When she took over from Theresa May as home secretary, Rudd boasted she would introduce even harsher immigration policy. Although she has finally pledged to grant British citizenship to the Windrush generation, it’s not been enough to keep the lid on abhorrent home office policies.

On 25 April, Labour’s Yvette Cooper stated that the home office had “internal enforcement targets” which had been “increasing every year”.  It emerged that immigration officers are encouraged to look for “easy” targets, also known as “low-hanging fruit”. Rudd denied any knowledge about this policy. She called it “extraordinary”:

Read on...

On 26 April, Rudd was called back to the Commons to answer an urgent question from Labour’s Diane Abbott. Because despite her previous denial, Home Office documents from 2015 revealed that there were targets in place to remove migrants.

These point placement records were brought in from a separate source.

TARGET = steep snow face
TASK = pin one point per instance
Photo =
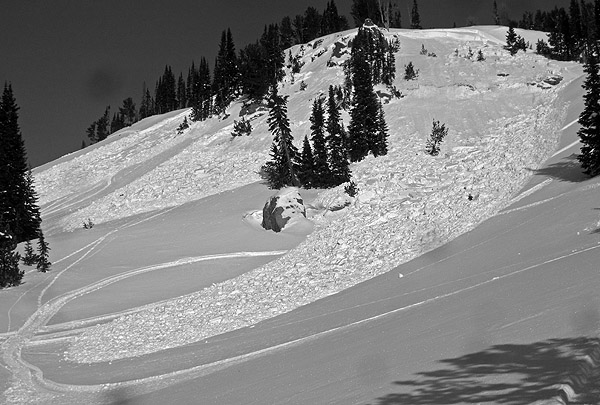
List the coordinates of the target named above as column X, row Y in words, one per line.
column 503, row 121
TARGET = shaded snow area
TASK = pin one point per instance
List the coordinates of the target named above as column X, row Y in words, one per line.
column 503, row 118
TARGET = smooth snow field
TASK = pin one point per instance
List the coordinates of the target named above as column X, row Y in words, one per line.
column 466, row 278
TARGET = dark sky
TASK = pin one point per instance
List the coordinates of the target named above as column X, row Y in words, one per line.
column 68, row 59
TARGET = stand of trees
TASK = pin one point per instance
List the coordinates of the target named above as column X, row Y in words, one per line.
column 20, row 219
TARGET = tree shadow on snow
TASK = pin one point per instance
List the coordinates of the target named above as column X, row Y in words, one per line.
column 568, row 169
column 532, row 370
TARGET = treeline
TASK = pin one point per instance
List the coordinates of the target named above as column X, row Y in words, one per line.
column 20, row 219
column 325, row 157
column 570, row 32
column 249, row 72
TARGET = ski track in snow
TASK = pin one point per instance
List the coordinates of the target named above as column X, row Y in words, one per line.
column 408, row 202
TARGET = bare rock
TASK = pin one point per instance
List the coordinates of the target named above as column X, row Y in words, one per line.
column 280, row 208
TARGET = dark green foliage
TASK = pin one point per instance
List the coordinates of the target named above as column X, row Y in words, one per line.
column 30, row 257
column 43, row 264
column 364, row 121
column 10, row 274
column 242, row 127
column 351, row 189
column 127, row 112
column 363, row 9
column 18, row 200
column 165, row 97
column 306, row 167
column 438, row 133
column 415, row 17
column 371, row 46
column 331, row 21
column 589, row 119
column 200, row 94
column 183, row 126
column 281, row 170
column 336, row 143
column 410, row 73
column 322, row 174
column 146, row 104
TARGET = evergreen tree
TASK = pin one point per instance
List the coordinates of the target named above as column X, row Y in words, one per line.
column 364, row 122
column 281, row 171
column 286, row 32
column 91, row 132
column 415, row 18
column 321, row 167
column 127, row 112
column 18, row 201
column 202, row 95
column 30, row 257
column 43, row 264
column 306, row 167
column 589, row 119
column 146, row 104
column 312, row 24
column 10, row 274
column 274, row 56
column 332, row 22
column 103, row 125
column 363, row 9
column 336, row 143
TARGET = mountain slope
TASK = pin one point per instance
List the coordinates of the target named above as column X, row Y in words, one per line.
column 148, row 182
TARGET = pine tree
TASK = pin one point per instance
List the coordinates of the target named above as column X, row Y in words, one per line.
column 18, row 201
column 281, row 170
column 589, row 119
column 127, row 112
column 91, row 132
column 30, row 257
column 43, row 264
column 10, row 274
column 415, row 18
column 321, row 167
column 364, row 113
column 103, row 125
column 336, row 144
column 438, row 133
column 306, row 167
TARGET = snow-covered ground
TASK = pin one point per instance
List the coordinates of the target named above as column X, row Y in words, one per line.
column 504, row 120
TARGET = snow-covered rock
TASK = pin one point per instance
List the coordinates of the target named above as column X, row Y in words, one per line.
column 282, row 207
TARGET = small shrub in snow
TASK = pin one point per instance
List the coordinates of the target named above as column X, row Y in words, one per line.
column 410, row 73
column 30, row 257
column 351, row 189
column 438, row 133
column 183, row 126
column 242, row 127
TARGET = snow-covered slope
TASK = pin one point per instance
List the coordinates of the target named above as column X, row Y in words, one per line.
column 504, row 117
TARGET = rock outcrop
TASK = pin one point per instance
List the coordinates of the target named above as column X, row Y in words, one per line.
column 280, row 208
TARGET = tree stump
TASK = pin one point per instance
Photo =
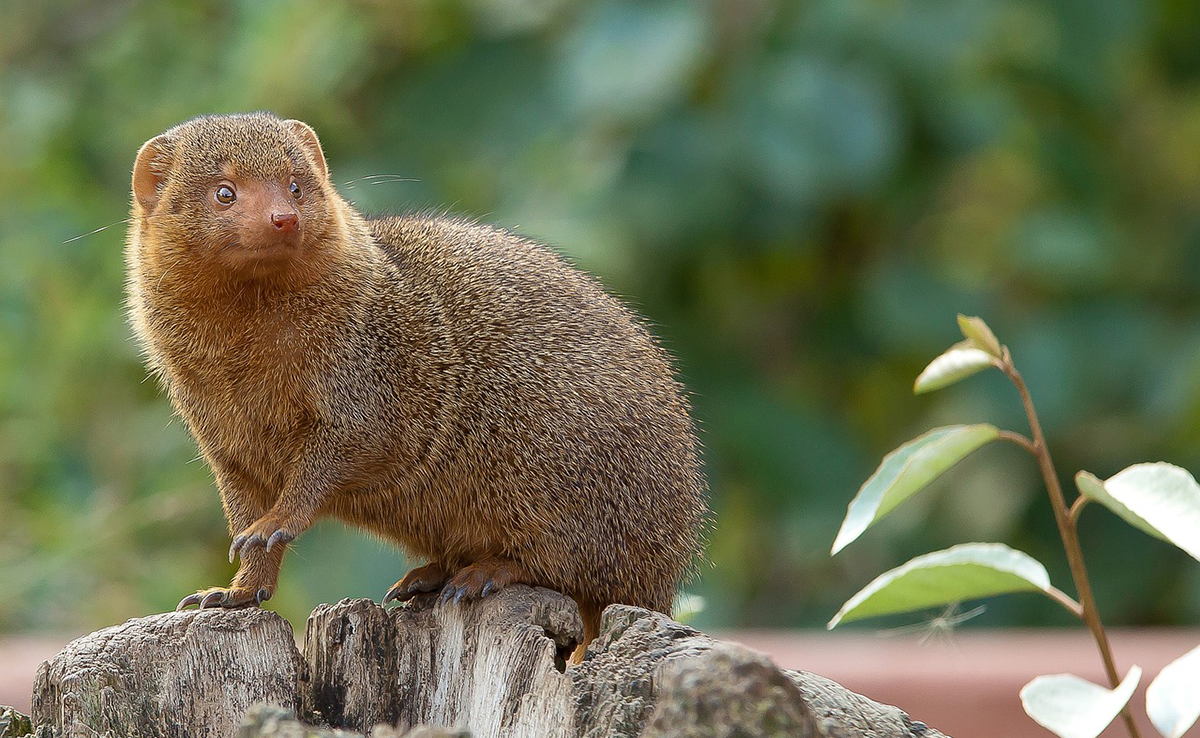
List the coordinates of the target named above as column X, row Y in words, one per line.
column 497, row 667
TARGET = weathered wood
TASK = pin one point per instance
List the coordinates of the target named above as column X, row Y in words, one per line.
column 496, row 667
column 174, row 675
column 13, row 724
column 647, row 670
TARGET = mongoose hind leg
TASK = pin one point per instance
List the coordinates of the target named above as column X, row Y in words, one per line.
column 425, row 579
column 484, row 577
column 591, row 613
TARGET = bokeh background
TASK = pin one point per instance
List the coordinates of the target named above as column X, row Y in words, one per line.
column 801, row 196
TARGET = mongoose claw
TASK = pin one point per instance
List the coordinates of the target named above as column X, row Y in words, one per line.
column 255, row 537
column 192, row 599
column 234, row 597
column 481, row 579
column 425, row 579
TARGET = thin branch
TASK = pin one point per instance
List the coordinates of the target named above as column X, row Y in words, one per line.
column 1021, row 441
column 1089, row 612
column 1063, row 599
column 1077, row 508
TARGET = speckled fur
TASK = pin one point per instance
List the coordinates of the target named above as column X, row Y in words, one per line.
column 450, row 387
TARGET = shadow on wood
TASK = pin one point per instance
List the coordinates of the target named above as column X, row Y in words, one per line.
column 497, row 669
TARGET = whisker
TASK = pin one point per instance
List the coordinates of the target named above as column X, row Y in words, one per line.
column 378, row 179
column 96, row 231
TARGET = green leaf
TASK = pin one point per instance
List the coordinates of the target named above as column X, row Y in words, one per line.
column 979, row 335
column 958, row 363
column 961, row 573
column 1071, row 707
column 1159, row 498
column 906, row 471
column 1171, row 697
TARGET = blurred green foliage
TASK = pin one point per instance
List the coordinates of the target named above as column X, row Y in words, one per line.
column 799, row 195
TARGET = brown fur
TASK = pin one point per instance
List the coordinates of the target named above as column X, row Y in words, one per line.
column 449, row 387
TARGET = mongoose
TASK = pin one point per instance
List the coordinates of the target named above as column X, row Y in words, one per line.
column 453, row 388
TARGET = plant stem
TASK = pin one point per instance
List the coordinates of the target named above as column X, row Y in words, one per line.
column 1069, row 535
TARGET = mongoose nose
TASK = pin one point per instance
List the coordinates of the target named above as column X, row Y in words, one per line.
column 285, row 222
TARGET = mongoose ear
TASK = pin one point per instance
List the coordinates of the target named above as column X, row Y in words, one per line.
column 149, row 169
column 310, row 142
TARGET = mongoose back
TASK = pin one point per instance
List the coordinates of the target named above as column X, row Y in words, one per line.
column 453, row 388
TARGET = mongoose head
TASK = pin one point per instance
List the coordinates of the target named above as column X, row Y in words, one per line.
column 249, row 195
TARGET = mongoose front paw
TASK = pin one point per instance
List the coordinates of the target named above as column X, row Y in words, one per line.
column 429, row 577
column 484, row 577
column 233, row 597
column 268, row 532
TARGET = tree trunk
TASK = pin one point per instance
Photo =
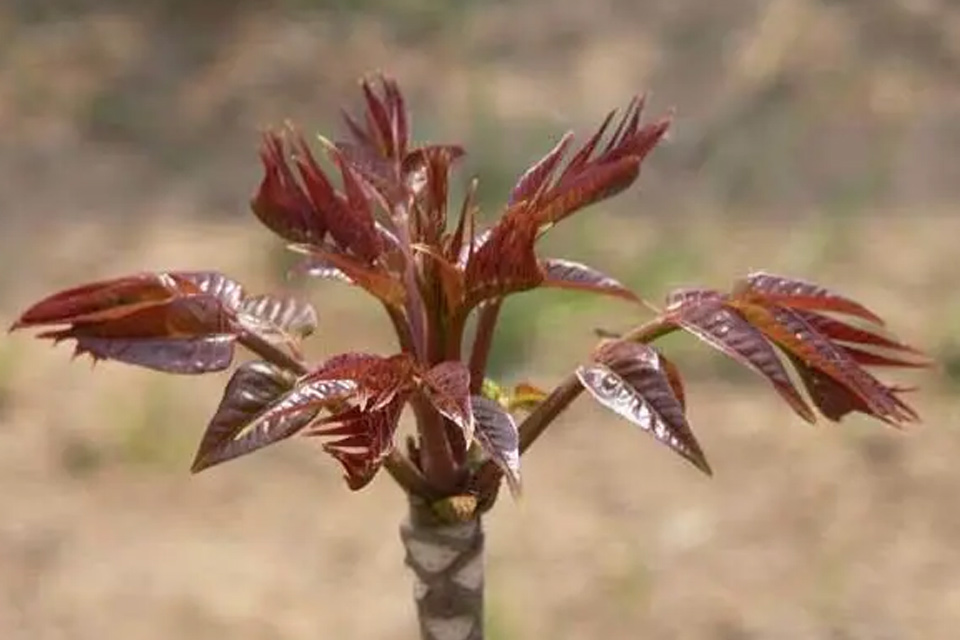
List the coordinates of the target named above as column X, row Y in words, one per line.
column 447, row 562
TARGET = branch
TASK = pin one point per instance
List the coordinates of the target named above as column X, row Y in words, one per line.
column 482, row 343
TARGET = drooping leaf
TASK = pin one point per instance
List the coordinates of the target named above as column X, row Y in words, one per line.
column 189, row 356
column 534, row 179
column 506, row 262
column 710, row 319
column 378, row 282
column 378, row 380
column 451, row 278
column 524, row 396
column 835, row 400
column 594, row 184
column 498, row 437
column 280, row 203
column 567, row 274
column 97, row 301
column 352, row 226
column 447, row 386
column 653, row 407
column 254, row 387
column 674, row 378
column 281, row 317
column 767, row 289
column 363, row 440
column 797, row 337
column 843, row 332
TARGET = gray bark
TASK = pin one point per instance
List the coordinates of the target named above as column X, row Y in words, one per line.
column 447, row 562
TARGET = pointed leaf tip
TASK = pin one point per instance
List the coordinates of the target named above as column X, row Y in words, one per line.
column 498, row 437
column 632, row 383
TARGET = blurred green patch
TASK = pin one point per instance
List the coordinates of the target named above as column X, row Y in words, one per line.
column 153, row 428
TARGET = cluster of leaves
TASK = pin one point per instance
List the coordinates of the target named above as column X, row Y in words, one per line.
column 379, row 220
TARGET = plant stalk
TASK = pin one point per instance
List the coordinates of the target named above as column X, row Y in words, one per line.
column 447, row 562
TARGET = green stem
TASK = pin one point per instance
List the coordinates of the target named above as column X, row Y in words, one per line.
column 568, row 390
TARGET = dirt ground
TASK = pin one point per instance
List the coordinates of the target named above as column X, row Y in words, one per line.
column 130, row 145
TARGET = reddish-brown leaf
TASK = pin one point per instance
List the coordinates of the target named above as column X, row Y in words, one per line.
column 498, row 437
column 537, row 177
column 363, row 440
column 691, row 296
column 867, row 358
column 506, row 262
column 648, row 401
column 567, row 274
column 451, row 277
column 447, row 386
column 711, row 320
column 794, row 335
column 766, row 289
column 378, row 282
column 254, row 387
column 378, row 379
column 97, row 301
column 835, row 400
column 843, row 332
column 593, row 184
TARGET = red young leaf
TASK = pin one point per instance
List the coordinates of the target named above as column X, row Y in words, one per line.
column 506, row 262
column 447, row 386
column 254, row 387
column 525, row 396
column 229, row 292
column 708, row 318
column 674, row 378
column 594, row 184
column 98, row 301
column 867, row 358
column 691, row 296
column 766, row 289
column 498, row 437
column 364, row 440
column 378, row 380
column 206, row 354
column 567, row 274
column 451, row 277
column 280, row 317
column 350, row 223
column 653, row 407
column 280, row 202
column 843, row 332
column 835, row 400
column 794, row 335
column 538, row 176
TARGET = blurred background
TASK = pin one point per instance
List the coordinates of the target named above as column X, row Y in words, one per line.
column 817, row 138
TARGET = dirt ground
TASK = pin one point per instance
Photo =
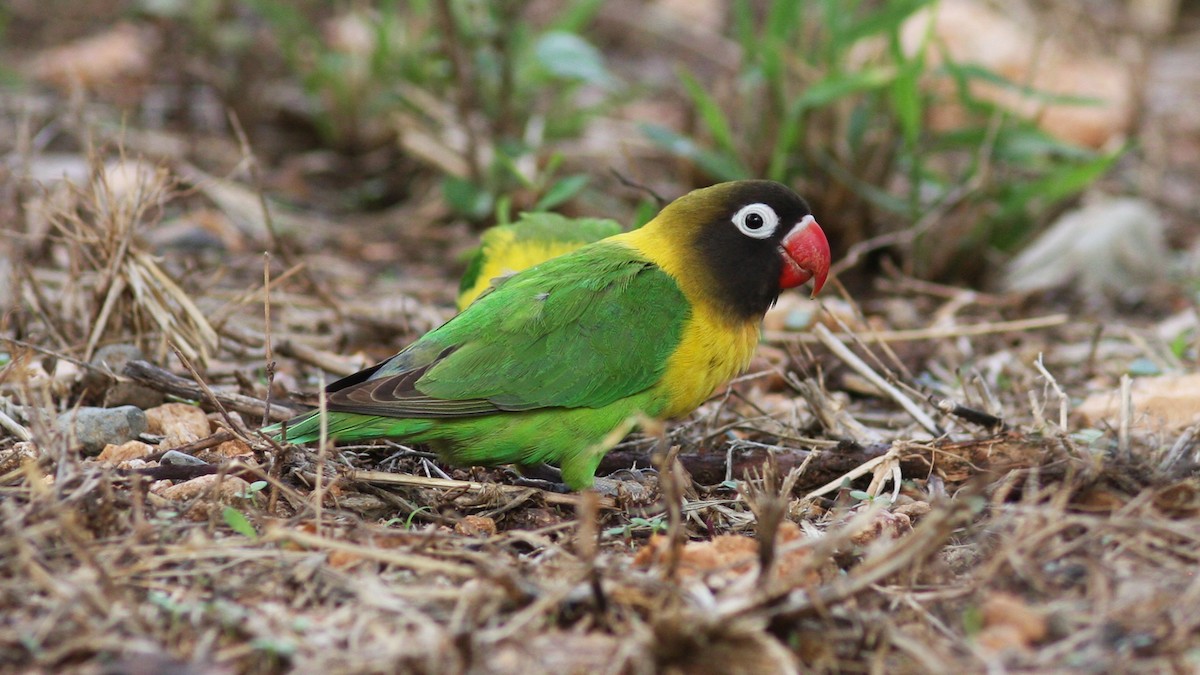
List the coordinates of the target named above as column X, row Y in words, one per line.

Many took to Twitter to highlight Rudd’s equal measures of audacity and ineptitude:

While others have claimed that Rudd lied:

https://twitter.com/Far_Right_Watch/status/989465462185570304

11 more Tory whoppers…

But the Rudd debacle is just the latest in a long line of Conservative whoppers.

1. For a start, May insisted at least five times that she wouldn’t call an early general election. This, obviously, was before she called the snap general election in 2017. But she didn’t stop there.

2. May promised that “everybody affected” by the Grenfell Tower tragedy in 2017 would be offered a new home within “three weeks”, but this didn’t happen.

3. At prime minister’s questions (PMQs) on 13 December, May used inaccurate and “misleading” figures about homelessness.

4. On 21 March, Theresa May faced a direct question about Conservative Party links to Cambridge Analytica and its parent company Strategic Communications Laboratories Group (SCL). She completely failed to acknowledge the long list of Tory links to SLC.

5. Labour Leader Jeremy Corbyn reminded May that she’d failed in her promise to support working families.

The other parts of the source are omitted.